Nineteenth Century Style Greets Twenty-First Century Art Lovers
By Karen Sweet
San Miguel de Allende offers a plethora of diversity in all areas of art for the aficionado and the neophyte alike. Not often seen is the “narrative” style of painting, which took root in the late 19th and early 20th centuries, before Expressionism or Abstract. Noted American artist Neal Smith-Willow will soon exhibit a collection of narrative work.
SMA, THEN and NOW
Sat and Sun, Oct 1 and 2, 5–8pm
Bordello Galería at Casa de la Noche
No charge for admission
SMA, THEN and NOW
This October 1 and 2, Bordello Galeria at Casa de la Noche will host a rare opportunity to view an impressive collection of Neal’s work in his first exhibit since 2009, when he exhibited at the Red Door Gallery. Although Neal has exhibited numerous times in various US locations, such as Atlanta, New York, and Washington D.C., his work has not been seen locally since his 2009 show.

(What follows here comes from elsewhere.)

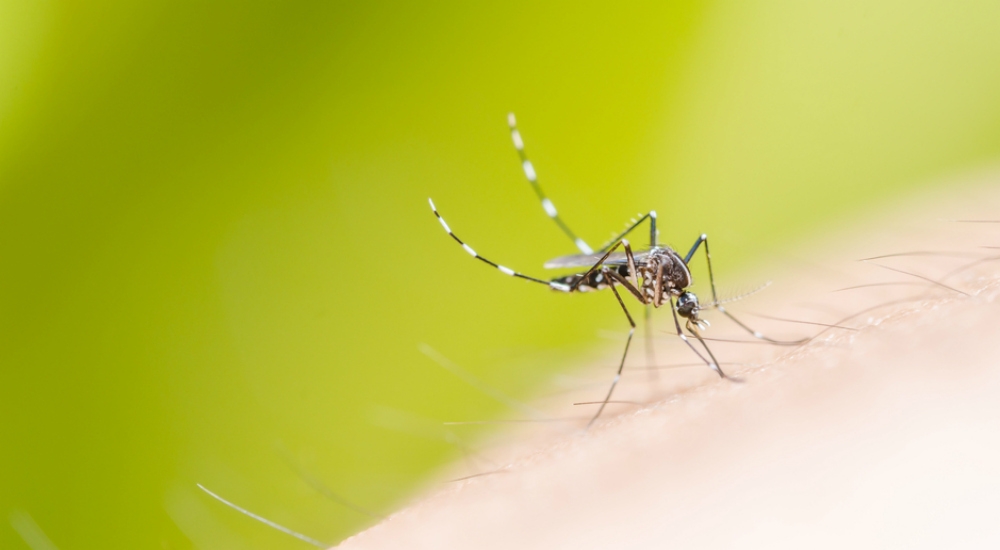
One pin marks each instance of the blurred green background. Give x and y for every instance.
(218, 263)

Neal’s work is part of the State of Georgia collection, as well as that of several universities, three corporate collections, and numerous private collections from Carmel to New York.
Neal, who first discovered San Miguel in 1970 as a graduate art student at the Instituto, brings a perspective to his paintings that reflects the many nuances of traditional Mexican life as it has blended into the current city we know. When he first arrived in San Miguel, there were more horses than autos; caballeros rode into town from distant haciendas to the Jardin to socialize or do business. It was an intimate town where the campo was a few blocks away, where US military vets came on the GI Bill for educational opportunities, and where a few adventurous gringos made their home, be it for a few weeks, months, or permanently.

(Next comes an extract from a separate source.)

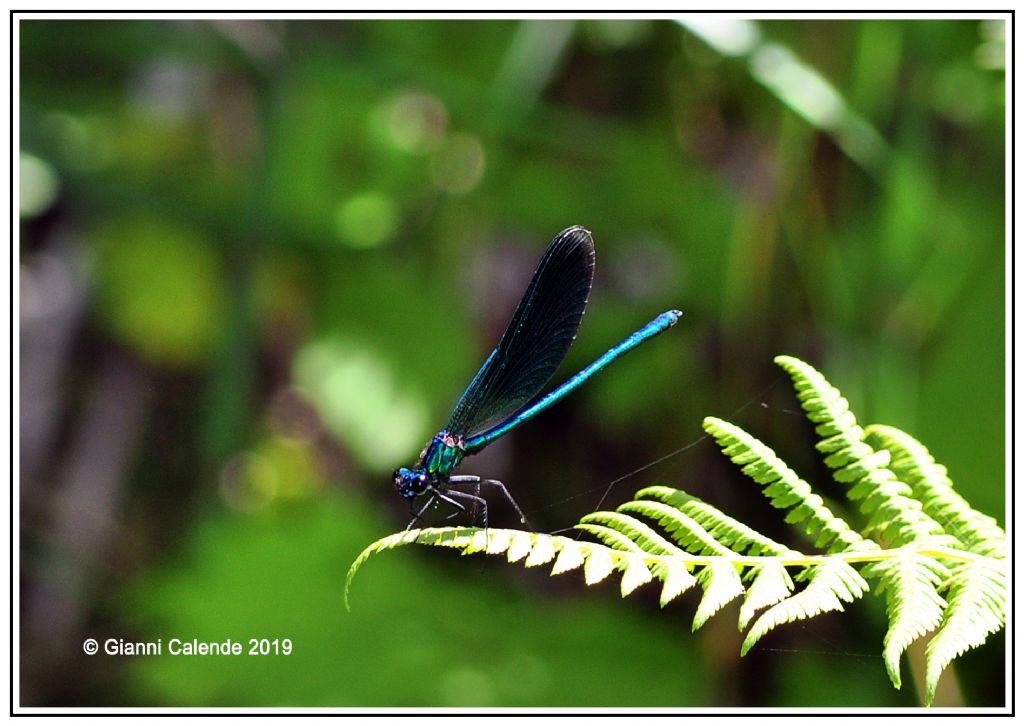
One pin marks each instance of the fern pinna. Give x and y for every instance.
(939, 563)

Neal’s “narrative” style is intended to record his experiences, filtered through sight and touch, to create images of fleeting moments of individuals and places of his time, to be kept. It is often referred to as “painterly realism,” the kind offered by such noted artists as Edgar Degas, Thomas Eakins, John Singer Sargent, and many others. According to Neal, “I search for those moments as I move about, storing them to accommodate my muse. I strive to be an interpreter, which I hope will invite the viewer to glimpse a moment that was, now washed away by the current of time. Doing the work makes me feel like a child involved with a toy and a man loyal to his dreams.”

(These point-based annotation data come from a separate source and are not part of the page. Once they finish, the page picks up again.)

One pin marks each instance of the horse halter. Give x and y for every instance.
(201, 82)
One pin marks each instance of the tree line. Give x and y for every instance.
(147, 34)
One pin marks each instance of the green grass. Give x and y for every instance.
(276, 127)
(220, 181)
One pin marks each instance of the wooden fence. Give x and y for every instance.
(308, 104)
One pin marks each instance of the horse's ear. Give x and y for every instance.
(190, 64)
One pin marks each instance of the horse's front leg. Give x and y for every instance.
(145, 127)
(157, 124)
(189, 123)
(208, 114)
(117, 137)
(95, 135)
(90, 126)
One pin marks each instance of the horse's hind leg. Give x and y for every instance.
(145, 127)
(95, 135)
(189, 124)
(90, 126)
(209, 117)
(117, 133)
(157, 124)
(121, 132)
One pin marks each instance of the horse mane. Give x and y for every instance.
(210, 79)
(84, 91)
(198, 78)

Today Neal is a permanent resident of San Miguel after numerous visits since 1970. During his career, he has studied art and taught for many years at Brenau University. He has been an active participant in the vibrant arts communities in several states, but is now enjoying life in our fair city. We are most fortunate to have his wealth of knowledge, experience, and talent gracing our local cultural scene.
Please join Neal and his friends for an evening of magnificent art, wine, live music, a beautiful setting, and friendship.